In fact, another pyrimidine was found in yeast nucleic-acids, which was similar to thymine yet different from it. This pyrimidine is known as uracil (u) .
The difference between thymine and uracil is that thymine has one extra carbon molecule whereas uracil has two extra oxygen molecules. There is no extra carbon molecule in it. [As you can see in Figure 7.]
Fact – Kausil received the Nobel Prize in Medical Sciences in 1910 for this unprecedented research work in the field of nucleic acids.
| The sugar in nucleic acid…
Even in nucleic acids ‘purines and pyrimidines’ had become evident. But Kausil was not satisfied with this because Kausil found some sugar-like substance in the nucleic acid, but what it was, Kausil could not tell him. A Russian-American chemist who worked with Kausil led the research on what it was; Phoebius Eran Theodore Lieven .
He disintegrated the atoms of yeast nucleic acids and found in one part of them an atom of sugar, which Kausil had previously expressed.
However, chemists knew that living tissue contained a six-carbon sugar called glucose . But it is in nucleic acid, it was not known. So, researching yeast nucleic acids, Lieven found sugar, but it contained only five carbon molecules. And in its atom, along with carbon, there were ten hydrogen molecules and five oxygen molecules.
This information was not enough, as those molecules could combine in different samples to form eight different sugars. Each of these sugars had different properties. Now Leevan had to find out what sugar he had found in the yeast nucleic-acids . In 1909, Levon recognized the correct sugar. It was known as ‘Ribose ‘.
Similarly, Leevan also found a five-carbon sugar fragment in thymus nucleic-acids. But the five-carbon sugar of thymus nucleic-acids was quite unique. And the chemists knew nothing about him.
In the year 1929, Lieven understood the characteristics of this five-carbon sugar. Its molecular structure was exactly like ‘ribose’ but one oxygen molecule was missing in it.
Since it was missing an oxygen molecule, Levon named this sugar ” deoxyribose .” Where ‘deoxy’ meant ‘a lack of oxygen’. Its structure looks something like this.
Thus it could now be clearly seen that out of the two types of nucleic-acids, the yeast nucleic-acid atom contained ribose and uracil . Whereas the thymus nucleic-acid atom contained deoxyribose and thymine .
Chemists called yeast nucleic-acids as ” ribonucleic-acids (RNA) ” and thymus nucleic-acids as ” diribonucleic-acids (DNA) “. And this is what we know as RNA and DNA respectively.

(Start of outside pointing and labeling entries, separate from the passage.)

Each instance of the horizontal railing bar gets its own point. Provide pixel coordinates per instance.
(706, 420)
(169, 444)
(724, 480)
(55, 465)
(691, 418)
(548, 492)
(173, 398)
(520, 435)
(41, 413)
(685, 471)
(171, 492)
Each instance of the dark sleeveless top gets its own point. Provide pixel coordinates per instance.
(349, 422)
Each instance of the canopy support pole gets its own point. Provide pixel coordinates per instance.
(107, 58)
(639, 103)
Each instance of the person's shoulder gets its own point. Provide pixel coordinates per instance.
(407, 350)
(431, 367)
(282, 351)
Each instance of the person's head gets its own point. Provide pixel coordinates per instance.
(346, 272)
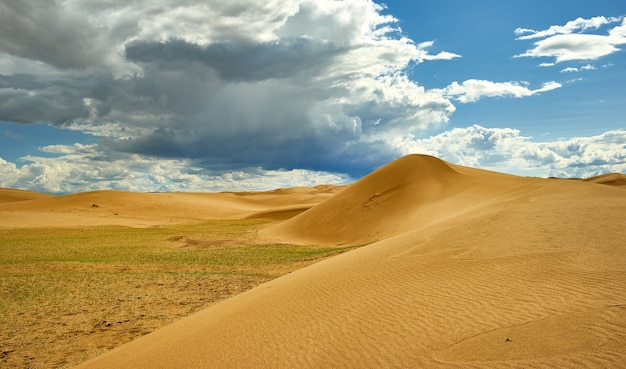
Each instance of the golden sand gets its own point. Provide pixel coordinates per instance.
(463, 268)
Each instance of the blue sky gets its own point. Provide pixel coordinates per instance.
(171, 95)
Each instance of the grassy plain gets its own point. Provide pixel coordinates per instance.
(68, 294)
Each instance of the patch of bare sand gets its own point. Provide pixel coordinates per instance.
(28, 209)
(474, 269)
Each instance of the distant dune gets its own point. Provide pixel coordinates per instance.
(463, 268)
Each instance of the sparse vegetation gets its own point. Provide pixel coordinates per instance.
(68, 294)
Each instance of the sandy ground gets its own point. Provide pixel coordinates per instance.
(464, 268)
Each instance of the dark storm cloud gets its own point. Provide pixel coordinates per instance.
(41, 30)
(303, 84)
(241, 62)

We read above that both RNA and DNA contain a substance that contains phosphorus. It later became clear that phosphorus molecules were not found alone in nucleic acids. They are always part of a group that also contains hydrogen and oxygen molecules. This mixture is called phosphate group and we can call them (ph) in short. Which looks something like this.
understand in detail – Difference between RNA and DNA
All in all, now all the components were separately clarified. The sugar had become clear. The phosphate molecule had become apparent. And adenine, thymine/uracil, cytosine, and guanine became evident as bases.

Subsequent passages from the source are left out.